Administrative Assistant Job Description

Administrative assistants today are starting to have more functions and assume many responsibilities that used to be exclusively for managers and company executives.

They provide overall administrative support to managers doing clerical and receptionist work. In some companies, they may take the responsibilities of an executive secretary although secretaries may have more detailed daily jobs. This job is best suited for those who have extensive experience and knowledge about computer programs and software applications.

Nature of Work

Administrative assistants usually work on long-term projects for their employers. They answer telephones, meet and greet visitors and clients. They do clerical duties including filing, mailing, faxing and photocopying. They keep hard copies of documents as well as maintain electronic filing system using software.
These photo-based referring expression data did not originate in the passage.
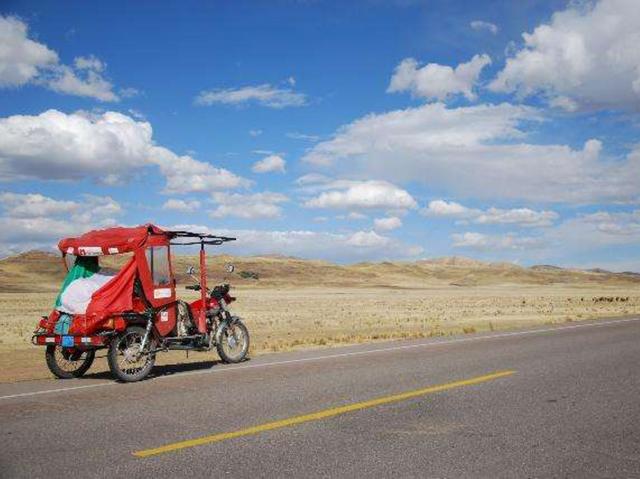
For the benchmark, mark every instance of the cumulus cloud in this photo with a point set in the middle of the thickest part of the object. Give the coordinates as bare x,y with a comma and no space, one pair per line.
483,242
108,148
271,163
294,135
387,224
586,57
23,60
342,247
477,151
264,95
481,25
253,206
34,221
362,194
434,81
516,216
352,216
184,206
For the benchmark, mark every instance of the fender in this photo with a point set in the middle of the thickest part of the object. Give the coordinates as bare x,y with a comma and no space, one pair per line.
228,321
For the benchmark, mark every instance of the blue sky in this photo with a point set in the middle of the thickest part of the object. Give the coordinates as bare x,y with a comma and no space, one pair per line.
346,131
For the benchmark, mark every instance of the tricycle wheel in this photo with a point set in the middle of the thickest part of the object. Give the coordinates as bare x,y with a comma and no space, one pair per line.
68,363
127,361
232,341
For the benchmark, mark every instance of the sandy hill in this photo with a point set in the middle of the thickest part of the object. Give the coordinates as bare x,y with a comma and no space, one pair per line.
35,270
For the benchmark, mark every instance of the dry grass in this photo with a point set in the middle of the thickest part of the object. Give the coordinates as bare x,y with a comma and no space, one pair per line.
285,309
282,319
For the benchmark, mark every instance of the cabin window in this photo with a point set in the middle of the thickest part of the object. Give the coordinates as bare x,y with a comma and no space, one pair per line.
158,261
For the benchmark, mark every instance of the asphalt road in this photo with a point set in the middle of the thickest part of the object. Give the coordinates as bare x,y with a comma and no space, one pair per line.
564,403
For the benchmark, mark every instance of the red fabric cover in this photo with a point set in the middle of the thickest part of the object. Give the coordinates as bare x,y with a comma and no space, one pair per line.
109,241
114,297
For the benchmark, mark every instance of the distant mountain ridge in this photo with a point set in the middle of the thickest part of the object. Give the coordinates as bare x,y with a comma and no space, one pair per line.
36,271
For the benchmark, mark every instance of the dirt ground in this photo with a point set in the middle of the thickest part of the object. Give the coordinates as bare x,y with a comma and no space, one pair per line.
286,318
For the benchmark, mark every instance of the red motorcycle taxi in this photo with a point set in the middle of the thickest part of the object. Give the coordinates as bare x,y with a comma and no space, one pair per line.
134,313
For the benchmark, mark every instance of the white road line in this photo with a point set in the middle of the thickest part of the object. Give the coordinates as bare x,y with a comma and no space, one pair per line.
338,355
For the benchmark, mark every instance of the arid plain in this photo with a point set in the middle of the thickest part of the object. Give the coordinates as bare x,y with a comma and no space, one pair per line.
290,303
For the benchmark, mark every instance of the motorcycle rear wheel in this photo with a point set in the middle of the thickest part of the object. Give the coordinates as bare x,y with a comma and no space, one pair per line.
126,362
68,364
232,341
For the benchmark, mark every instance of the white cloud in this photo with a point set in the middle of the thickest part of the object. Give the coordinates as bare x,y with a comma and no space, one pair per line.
362,194
108,147
184,206
21,58
302,136
367,239
23,61
343,247
271,163
477,151
80,82
352,216
264,95
449,209
387,224
516,216
35,221
486,26
253,206
312,179
434,81
482,242
32,205
587,56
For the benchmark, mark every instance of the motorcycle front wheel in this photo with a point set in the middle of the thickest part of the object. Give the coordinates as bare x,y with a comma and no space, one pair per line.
127,361
232,341
68,363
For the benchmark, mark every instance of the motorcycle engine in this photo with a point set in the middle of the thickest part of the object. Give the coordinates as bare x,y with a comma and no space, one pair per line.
184,325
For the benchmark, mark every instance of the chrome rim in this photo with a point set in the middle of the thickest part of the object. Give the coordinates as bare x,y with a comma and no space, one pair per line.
68,360
234,341
131,358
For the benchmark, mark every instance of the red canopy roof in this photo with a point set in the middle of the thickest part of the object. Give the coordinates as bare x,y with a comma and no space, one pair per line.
110,240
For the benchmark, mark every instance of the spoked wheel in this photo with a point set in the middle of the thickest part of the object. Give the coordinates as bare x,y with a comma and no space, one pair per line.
232,341
68,363
127,361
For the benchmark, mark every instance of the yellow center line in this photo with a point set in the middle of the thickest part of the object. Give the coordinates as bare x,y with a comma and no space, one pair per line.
316,416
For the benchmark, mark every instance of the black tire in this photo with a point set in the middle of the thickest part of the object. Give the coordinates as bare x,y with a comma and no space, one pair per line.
121,366
65,363
232,354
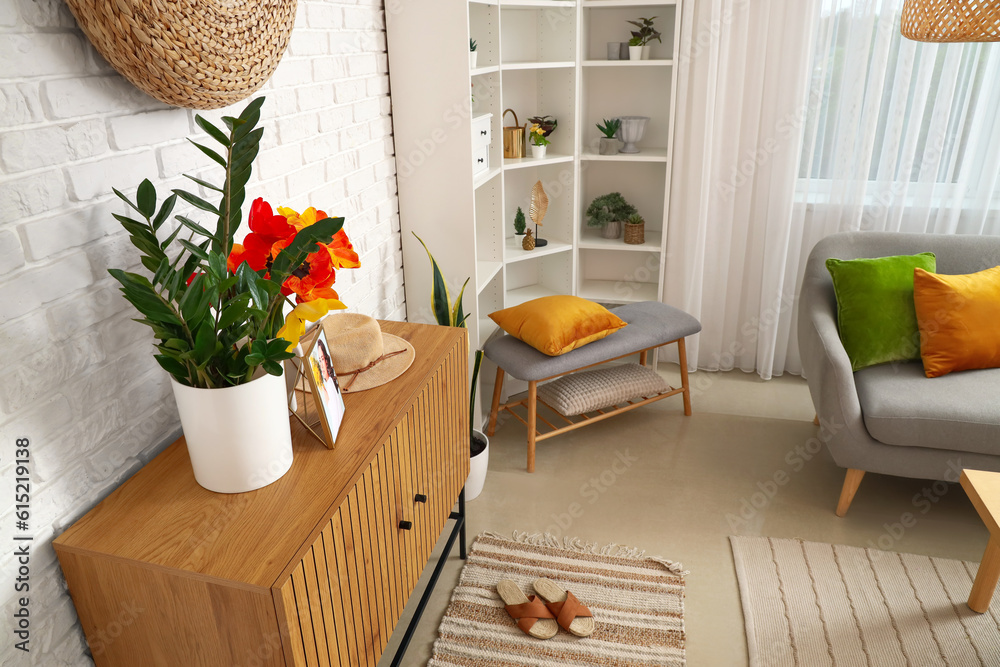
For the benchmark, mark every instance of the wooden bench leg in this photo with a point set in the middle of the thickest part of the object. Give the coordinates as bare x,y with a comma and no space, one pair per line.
532,415
682,357
852,480
497,390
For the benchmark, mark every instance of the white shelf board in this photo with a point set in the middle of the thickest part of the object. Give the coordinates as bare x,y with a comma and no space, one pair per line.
516,297
513,252
628,3
538,4
549,64
617,291
657,62
591,238
484,177
644,155
523,162
485,271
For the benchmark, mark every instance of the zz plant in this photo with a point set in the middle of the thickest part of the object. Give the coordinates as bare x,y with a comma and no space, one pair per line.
215,320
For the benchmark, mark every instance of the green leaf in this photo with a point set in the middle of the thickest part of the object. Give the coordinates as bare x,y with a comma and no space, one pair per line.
295,253
210,153
145,198
440,299
195,250
212,130
166,208
194,226
196,201
204,184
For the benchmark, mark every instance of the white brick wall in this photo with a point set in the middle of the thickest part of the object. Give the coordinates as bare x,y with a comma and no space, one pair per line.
77,375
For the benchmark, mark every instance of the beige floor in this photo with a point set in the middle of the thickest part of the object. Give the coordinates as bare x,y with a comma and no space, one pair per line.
689,484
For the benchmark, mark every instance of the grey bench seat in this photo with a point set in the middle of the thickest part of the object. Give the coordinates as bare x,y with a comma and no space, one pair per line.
650,325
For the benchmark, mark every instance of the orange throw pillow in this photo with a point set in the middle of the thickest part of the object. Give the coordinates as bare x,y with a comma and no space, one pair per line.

Administrative assistants also coordinate and keep records of company credit cards, parking, cell phones and office space rent. They coordinate conferences and staff meetings. They prepare reports, attend meetings, and research for facts and figures from the Internet to be included in their reports. In preparing reports, they may be required to create graphs and illustrations for presentation to other executives or clients. They may also be tasked write and edit their own reports. Some administrative assistants work as legal or medical secretaries. In these cases, they perform specialized jobs that require expertise in technical terminology and methodology. Working under the supervision of a lawyer or a paralegal, legal administrative assistants usually prepare summonses, motions, complaints, subpoenas and other related correspondences. They may also need to assist with legal research, reviewing legal journals, verifying citations and quotes needed in legal briefs. Medical administrative assistants or secretaries on the other hand do dictation transcription and preparation of correspondence; provide assistance to medical scientists or physicians in preparing reports, articles and speeches. They may also be tasked to record medical histories and arrange hospitalization for patients. Administrative assistants or secretaries may also work for engineers or scientists, helping them prepare reports and correspondence as well as research and edit documents and materials to be included in scientific papers.

Qualifications

Administrative assistants must know computer programs such as word processors, database management, spreadsheets, and project management, and presentation software. They should have excellent written and verbal communications skills. For entry level positions, some companies accept high school graduates who possess basic office skills. For those who want to be legal or medical secretaries or administrative assistants, they should have specialized training on their particular field. More skills can be acquired through on the job training. Most companies today prefer administrative assistants with college degree related to the industry or business of the employer.